Cloudera has defined four standard configurations
- Light Processing (I’m not sure what the use case is for this. Prototype? Sandbox?)
- Balanced Compute (recommeded for your 1st cluster, since it’s not likely you’ll properly identify which configuration is best suited for your use case)
- Storage Heavy
- Compute Heavy
Posted in cloudera, DataNode, hardware, HBase, Impala, JobTracker, Linux, MapReduce, NameNode, TaskTracking, tutorial, UNIX
HDFS is fault tolerant. Each file is broken up into blocks, and each block must be written to more than one server. The number of servers is configurable, but three is the common configuration. Just as with RAID, this provides fault tolerance and increase retrieval performance.

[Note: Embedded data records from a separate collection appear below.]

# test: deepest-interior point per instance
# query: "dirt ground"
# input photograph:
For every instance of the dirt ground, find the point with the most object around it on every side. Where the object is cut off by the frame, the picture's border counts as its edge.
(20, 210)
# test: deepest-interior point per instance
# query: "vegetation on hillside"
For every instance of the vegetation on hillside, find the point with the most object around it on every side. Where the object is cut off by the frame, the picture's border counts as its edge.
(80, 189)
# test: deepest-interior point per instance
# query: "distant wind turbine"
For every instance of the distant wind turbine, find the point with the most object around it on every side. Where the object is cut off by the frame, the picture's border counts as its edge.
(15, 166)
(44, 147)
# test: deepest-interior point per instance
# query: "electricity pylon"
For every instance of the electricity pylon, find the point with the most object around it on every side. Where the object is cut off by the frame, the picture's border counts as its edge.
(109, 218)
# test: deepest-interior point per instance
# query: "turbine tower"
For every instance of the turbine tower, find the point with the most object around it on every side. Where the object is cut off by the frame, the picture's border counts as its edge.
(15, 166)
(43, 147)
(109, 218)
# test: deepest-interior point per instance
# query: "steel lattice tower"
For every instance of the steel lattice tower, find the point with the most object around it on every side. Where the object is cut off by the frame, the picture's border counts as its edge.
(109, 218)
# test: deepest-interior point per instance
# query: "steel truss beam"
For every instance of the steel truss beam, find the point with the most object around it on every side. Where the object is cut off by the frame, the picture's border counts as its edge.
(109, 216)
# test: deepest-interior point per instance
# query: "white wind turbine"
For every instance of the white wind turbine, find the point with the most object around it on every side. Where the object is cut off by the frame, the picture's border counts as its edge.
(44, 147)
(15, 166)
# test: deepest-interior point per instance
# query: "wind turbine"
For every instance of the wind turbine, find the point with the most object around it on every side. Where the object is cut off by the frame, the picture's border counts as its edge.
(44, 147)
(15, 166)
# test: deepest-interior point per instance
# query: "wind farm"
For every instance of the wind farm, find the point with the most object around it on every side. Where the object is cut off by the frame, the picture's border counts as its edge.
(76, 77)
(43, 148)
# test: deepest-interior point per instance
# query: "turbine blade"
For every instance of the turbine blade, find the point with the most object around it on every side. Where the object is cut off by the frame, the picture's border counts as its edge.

When a block is read, its checksum indicates whether the block is valid or corrupted. If corrupted, and depending on the scope of the corruption, the block may be rewriten or the server may be taken out of the cluster and the blocks spread to other existing servers. If the cluster is running within an elastic cloud then either the server is healed or a new server is added.
Unlike high end SAN hardware which is architected to avoid failure, HDFS assumes that its low end equipment will fail so it has self-healing built into its operating model.